Solving systems of linear equations is a staple food of linear algebra. It can be applied as a part of many machine learning tasks, although it is not always obvious to spot the opportunity. Here, we explore how triangular systems are the foundation that we need to internalize well. We concentrate on computational details, and transformations of general systems to triangular systems . Neanderthal offers many functions to help us in this quest.

Before I continue, a few reminders:

- You should keep a linear algebra textbook around. I recommend Linear Algebra With Applications, Alternate Edition by Gareth Williams (see more in part 1 of Clojure Linear Algebra Refresher).
- Include Neanderthal library in your project to be able to use ready-made high-performance linear algebra functions.
- Read my Clojure Linear Algebra Refresher series.

The namespaces we'll use:

(require '[uncomplicate.neanderthal [native :refer [dv dge fge dtr]] [core :refer [col nrm1 copy nrm1 view-tr]] [linalg :refer [sv! sv trf tri tri! trs trs! det con]] [aux :refer [permute-rows!]]] '[uncomplicate.commons.core :refer [with-release]] '[uncomplicate.clojurecl.core :as clojurecl])

## General Linear Systems

I might have forgot many things that I learned in school, but I remember how to intuitively solve simple systems of equations involving a handful of those \(x\), \(y\), and \(z\) using Gaussian elimination. If it rings a bell, but not particularly loudly, I recommend visiting that Wikipedia link for a quick refresher. If you are wondering what the hell I'm talking about, read the first chapter of Linear Algebra With Applications before you continue.

So, we start with a number of equations, let's say 3 equations, and a (hopefully) matching number of unknowns, and combine those equations in such a way that we eliminate some unknowns from each equation, until in one equation we are left with just one unknown, in the second with two unknowns, and in the third three. The first equation is then trivial to solve. We substitute the solution in the second, and find the second unknown, and do the same for the third. When done in school with pen and paper, it looked like a logical but tedious exercise in finding ways to combine those equations cleverly. Later, we learned that the system can be described by a matrix, and the same process can be described more formally as a series of operations on the rows of the matrix.

Let's repeat this simple example from an earlier blog post, Clojure Linear Algebra Refresher (3) - Matrix Transformations:

(let [a (dge 3 3 [1 0 1 1 -1 1 3 1 4]) y (dge 3 1 [11 -2 9]) b (copy y)] (sv! a b) [a y b])

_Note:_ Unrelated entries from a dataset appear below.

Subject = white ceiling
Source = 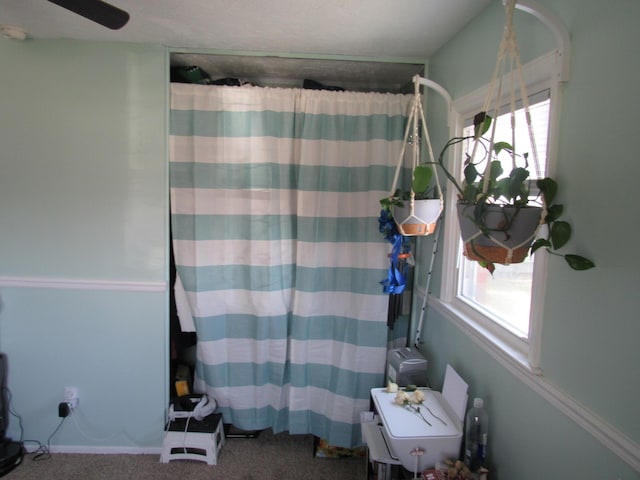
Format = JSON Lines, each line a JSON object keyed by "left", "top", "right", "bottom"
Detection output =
{"left": 1, "top": 0, "right": 492, "bottom": 91}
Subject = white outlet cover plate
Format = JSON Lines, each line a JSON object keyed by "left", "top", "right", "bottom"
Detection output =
{"left": 64, "top": 387, "right": 79, "bottom": 400}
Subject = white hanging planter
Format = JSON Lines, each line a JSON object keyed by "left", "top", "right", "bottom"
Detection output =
{"left": 382, "top": 75, "right": 451, "bottom": 238}
{"left": 394, "top": 198, "right": 443, "bottom": 236}
{"left": 431, "top": 0, "right": 594, "bottom": 271}
{"left": 457, "top": 203, "right": 543, "bottom": 264}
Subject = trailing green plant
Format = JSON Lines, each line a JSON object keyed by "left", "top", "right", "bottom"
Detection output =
{"left": 379, "top": 164, "right": 434, "bottom": 213}
{"left": 434, "top": 111, "right": 594, "bottom": 272}
{"left": 531, "top": 178, "right": 594, "bottom": 270}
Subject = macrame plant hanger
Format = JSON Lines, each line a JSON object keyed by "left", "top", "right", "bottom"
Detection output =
{"left": 388, "top": 75, "right": 445, "bottom": 237}
{"left": 381, "top": 74, "right": 451, "bottom": 334}
{"left": 415, "top": 0, "right": 572, "bottom": 354}
{"left": 384, "top": 75, "right": 452, "bottom": 345}
{"left": 463, "top": 0, "right": 547, "bottom": 265}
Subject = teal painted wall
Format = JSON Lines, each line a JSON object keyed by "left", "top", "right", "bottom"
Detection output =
{"left": 0, "top": 4, "right": 638, "bottom": 476}
{"left": 419, "top": 0, "right": 640, "bottom": 478}
{"left": 0, "top": 40, "right": 166, "bottom": 281}
{"left": 0, "top": 39, "right": 168, "bottom": 449}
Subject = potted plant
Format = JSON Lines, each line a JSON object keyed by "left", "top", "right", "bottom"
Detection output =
{"left": 422, "top": 0, "right": 593, "bottom": 273}
{"left": 380, "top": 164, "right": 442, "bottom": 236}
{"left": 435, "top": 111, "right": 594, "bottom": 273}
{"left": 379, "top": 75, "right": 446, "bottom": 238}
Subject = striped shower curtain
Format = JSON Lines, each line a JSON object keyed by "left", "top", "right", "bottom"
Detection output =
{"left": 170, "top": 83, "right": 411, "bottom": 447}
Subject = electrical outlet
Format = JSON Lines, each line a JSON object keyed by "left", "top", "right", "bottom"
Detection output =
{"left": 64, "top": 386, "right": 79, "bottom": 409}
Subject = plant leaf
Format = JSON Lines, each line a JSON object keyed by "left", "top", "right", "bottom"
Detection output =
{"left": 489, "top": 161, "right": 503, "bottom": 181}
{"left": 550, "top": 221, "right": 572, "bottom": 249}
{"left": 538, "top": 177, "right": 558, "bottom": 206}
{"left": 478, "top": 261, "right": 495, "bottom": 275}
{"left": 546, "top": 204, "right": 564, "bottom": 223}
{"left": 464, "top": 163, "right": 478, "bottom": 185}
{"left": 496, "top": 177, "right": 511, "bottom": 199}
{"left": 503, "top": 167, "right": 529, "bottom": 199}
{"left": 412, "top": 165, "right": 432, "bottom": 194}
{"left": 510, "top": 167, "right": 530, "bottom": 183}
{"left": 531, "top": 238, "right": 551, "bottom": 253}
{"left": 462, "top": 184, "right": 479, "bottom": 203}
{"left": 493, "top": 141, "right": 513, "bottom": 155}
{"left": 564, "top": 254, "right": 595, "bottom": 270}
{"left": 473, "top": 112, "right": 492, "bottom": 138}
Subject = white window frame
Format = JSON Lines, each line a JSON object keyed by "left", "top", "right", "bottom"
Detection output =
{"left": 431, "top": 51, "right": 563, "bottom": 373}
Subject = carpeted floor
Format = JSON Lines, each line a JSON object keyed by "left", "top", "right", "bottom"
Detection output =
{"left": 4, "top": 430, "right": 368, "bottom": 480}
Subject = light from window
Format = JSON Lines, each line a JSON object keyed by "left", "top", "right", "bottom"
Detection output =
{"left": 457, "top": 98, "right": 550, "bottom": 339}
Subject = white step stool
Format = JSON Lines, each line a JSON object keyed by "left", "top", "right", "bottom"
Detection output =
{"left": 160, "top": 412, "right": 224, "bottom": 465}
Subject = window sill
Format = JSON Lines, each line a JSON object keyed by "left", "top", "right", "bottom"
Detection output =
{"left": 429, "top": 296, "right": 541, "bottom": 376}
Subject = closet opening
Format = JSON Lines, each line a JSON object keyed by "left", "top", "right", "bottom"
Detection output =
{"left": 167, "top": 52, "right": 425, "bottom": 436}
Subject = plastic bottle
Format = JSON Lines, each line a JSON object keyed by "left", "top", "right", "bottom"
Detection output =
{"left": 463, "top": 397, "right": 488, "bottom": 471}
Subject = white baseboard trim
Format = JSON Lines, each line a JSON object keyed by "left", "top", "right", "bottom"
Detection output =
{"left": 36, "top": 445, "right": 163, "bottom": 455}
{"left": 0, "top": 276, "right": 166, "bottom": 292}
{"left": 429, "top": 296, "right": 640, "bottom": 472}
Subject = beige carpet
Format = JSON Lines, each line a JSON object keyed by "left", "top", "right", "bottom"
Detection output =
{"left": 5, "top": 430, "right": 367, "bottom": 480}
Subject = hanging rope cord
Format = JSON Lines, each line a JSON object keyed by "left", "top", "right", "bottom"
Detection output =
{"left": 464, "top": 0, "right": 547, "bottom": 263}
{"left": 381, "top": 76, "right": 448, "bottom": 295}
{"left": 389, "top": 76, "right": 444, "bottom": 220}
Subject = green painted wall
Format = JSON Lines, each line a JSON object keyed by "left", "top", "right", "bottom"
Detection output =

'(#RealGEMatrix(double mxn:3x3 layout:column offset:0) ▥ ↓ ↓ ↓ ┓ → 1.00 1.00 3.00 → 0.00 -1.00 1.00 → 1.00 -0.00 1.00 ┗ ┛ #RealGEMatrix(double mxn:3x1 layout:column offset:0) ▥ ↓ ┓ → 11.00 → -2.00 → 9.00 ┗ ┛ #RealGEMatrix(double mxn:3x1 layout:column offset:0) ▥ ↓ ┓ → 17.00 → -0.00 → -2.00 ┗ ┛ )

We could conclude that a general system can be easily described by matrices, and solved using the sv! function, and happily proceed punching in our fantastic Clojure code. However, numerical computing is full of traps for the careless programmer, rather than an idealized mathematical magic box. If it could compute idealized formulas from the book, this would be the last post in this series. Since it only approximately computes these numbers with floating point numbers, we'll have to learn how to set up the computations according to the problem, so that we minimize the accumulation of errors. Additionally, since those computations can stretch for a long wall clock time, we'll have to learn to exploit the structure of the problem at hand (if there is any to be exploited) and use the appropriate structures and algorithms to complete the task as fast as possible.

## Triangular Systems

When it comes to complexity, the happiest problem to have at hand is when I can describe it by a triangular matrix.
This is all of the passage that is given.